En résumé, Je ne sais quoi serait bon pour le corps, bon pour la planète et surtout bon pour le moral ?

Honnêtement j’espère, c’est l’ambition. Le secteur de la lingerie n’a pas toujours été bon pour le moral, au contraire. On a pas mal de « Sis » qui nous expliquent leur parcours du combattant pour trouver des sous-vêtements, ce n’est pas normal.

Vous êtes très active sur les réseaux sociaux où vous partagez des moments sans filtres avec vos quelques 500 000 abonnés, et diffusez un message de confiance et d’acceptation de soi dans la mouvance du « body positive ». Qu’est-ce que cela représente pour vous ?

Pour être spécifique, je me revendique plutôt du courant de la « body neutrality », ce qui veut dire ne plus placer autant d’importance sur le corps. Au début j’ai commencé à parler de « body positive », mais je me suis vite dit ‘ok, montrer des corps normaux avec de la cellulite, ça fait du bien, mais ça centre beaucoup trop le regard sur le corps alors que moi je veux dire aux femmes qu’elles sont bien plus que cela’. Bien sûr on montre des corps en faisant des sous-vêtements, mais l’idée c’est de leur donner du pouvoir et de libérer ce corps qui a été très objectifié par le regard masculin.

Si votre voix à une portée sur les réseaux sociaux, que diriez-vous à une jeune fille mal dans sa peau à cause d’un idéal « Instagram » qu’elle ne peut atteindre ?

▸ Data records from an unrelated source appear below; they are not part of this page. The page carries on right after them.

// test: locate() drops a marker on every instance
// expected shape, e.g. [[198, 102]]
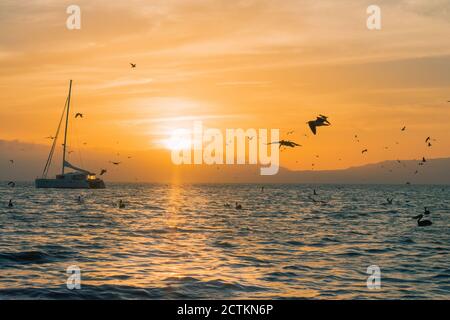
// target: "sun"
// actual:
[[176, 142]]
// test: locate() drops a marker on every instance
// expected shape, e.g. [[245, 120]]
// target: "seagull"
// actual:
[[286, 143], [320, 121], [422, 223]]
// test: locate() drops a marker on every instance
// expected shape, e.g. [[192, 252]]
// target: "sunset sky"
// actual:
[[233, 64]]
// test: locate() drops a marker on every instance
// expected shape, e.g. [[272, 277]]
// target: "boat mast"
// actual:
[[67, 124]]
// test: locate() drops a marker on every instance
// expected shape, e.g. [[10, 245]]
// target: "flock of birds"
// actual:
[[320, 121]]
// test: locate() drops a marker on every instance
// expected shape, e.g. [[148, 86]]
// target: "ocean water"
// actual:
[[179, 241]]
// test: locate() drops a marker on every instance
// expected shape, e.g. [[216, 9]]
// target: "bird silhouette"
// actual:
[[422, 223], [286, 143], [320, 121]]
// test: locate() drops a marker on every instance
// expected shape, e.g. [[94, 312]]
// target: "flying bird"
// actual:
[[286, 143], [320, 121]]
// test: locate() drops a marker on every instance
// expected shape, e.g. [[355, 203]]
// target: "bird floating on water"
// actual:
[[422, 223], [320, 121]]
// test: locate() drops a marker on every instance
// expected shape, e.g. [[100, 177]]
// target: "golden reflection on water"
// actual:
[[182, 240]]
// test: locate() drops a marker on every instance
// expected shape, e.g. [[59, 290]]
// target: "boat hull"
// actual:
[[69, 184]]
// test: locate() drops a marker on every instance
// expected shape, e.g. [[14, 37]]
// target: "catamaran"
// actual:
[[77, 179]]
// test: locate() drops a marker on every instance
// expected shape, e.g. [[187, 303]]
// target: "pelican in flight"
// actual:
[[320, 121], [286, 143], [422, 223]]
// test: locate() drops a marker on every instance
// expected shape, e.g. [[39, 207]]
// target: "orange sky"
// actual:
[[232, 64]]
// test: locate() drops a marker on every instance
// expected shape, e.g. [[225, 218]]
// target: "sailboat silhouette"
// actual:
[[78, 179]]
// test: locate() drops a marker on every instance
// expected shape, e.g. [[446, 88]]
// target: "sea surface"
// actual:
[[180, 241]]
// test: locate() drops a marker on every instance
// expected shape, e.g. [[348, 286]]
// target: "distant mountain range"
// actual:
[[155, 166], [433, 171]]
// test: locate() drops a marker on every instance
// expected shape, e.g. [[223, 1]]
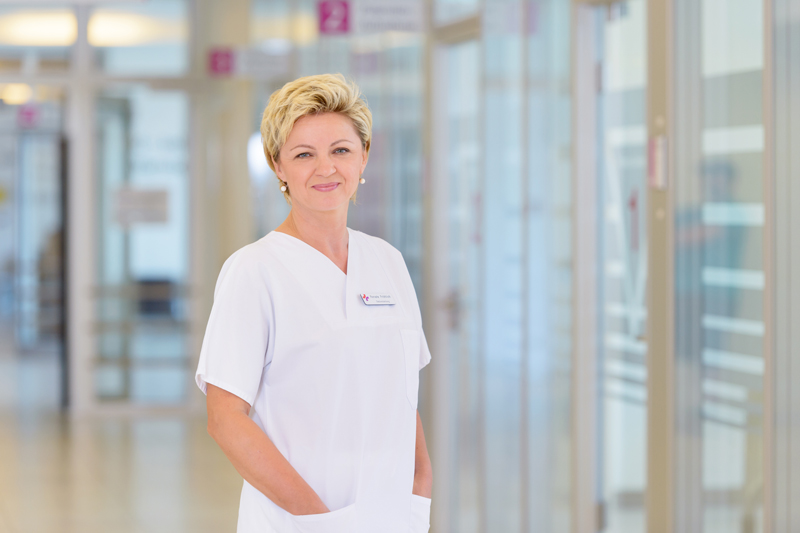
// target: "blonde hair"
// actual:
[[312, 95]]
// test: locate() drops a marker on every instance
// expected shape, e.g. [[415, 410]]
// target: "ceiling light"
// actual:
[[16, 93], [119, 28], [38, 28]]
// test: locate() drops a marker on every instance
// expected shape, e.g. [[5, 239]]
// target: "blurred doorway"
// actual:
[[32, 222]]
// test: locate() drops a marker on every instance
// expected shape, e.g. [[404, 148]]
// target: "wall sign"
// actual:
[[138, 206], [251, 63], [334, 17]]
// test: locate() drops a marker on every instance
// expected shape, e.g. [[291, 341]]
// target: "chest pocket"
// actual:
[[411, 348]]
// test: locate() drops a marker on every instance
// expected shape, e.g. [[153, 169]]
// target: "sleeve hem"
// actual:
[[203, 381]]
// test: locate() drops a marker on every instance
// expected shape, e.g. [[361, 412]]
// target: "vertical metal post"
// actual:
[[584, 282], [81, 247], [769, 270], [660, 275]]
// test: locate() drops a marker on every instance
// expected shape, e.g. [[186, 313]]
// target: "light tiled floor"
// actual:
[[59, 475]]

Je lui dirais que la perfection n’existe pas et que ça ne la rendra jamais heureuse de la rechercher. J’ai gagné confiance en moi et en mon corps au moment où j’ai arrêté de chercher à ressembler à un idéal. J’ai commencé à m’accomplir en tant que personne quand j’ai réalisé que ma confiance en moi ne viendrait pas d’un reflet dans le miroir, car on n’est jamais assez satisfait de soi-même.

Justement, à 24 ans, vous avez déjà accompli de grandes choses, mais où trouvez-vous le temps de gérer une entreprise, des études, un podcast, des réseaux, et de prendre soin de vous ?

Pendant longtemps je n’ai pas pris soin de moi, ce serait mentir que de le dire. Je comprends aujourd’hui que j’avais ce besoin de m’accomplir, j’étais nourrie par le travail et mes projets. J’ai fait cela pendant 3 ans, et seulement depuis quelques mois que je ralentis, car ce n’est pas tenable. Aussi, je remets en question la notion de réussite telle que la société nous la vend, parce qu’à quoi bon réussir si c’est pour s’oublier soi-même. Je suis en train de rééquilibrer ça. L’accomplissement m’a aidé à gagner confiance en moi, mais je comprends aujourd’hui cela ne définit pas ma valeur.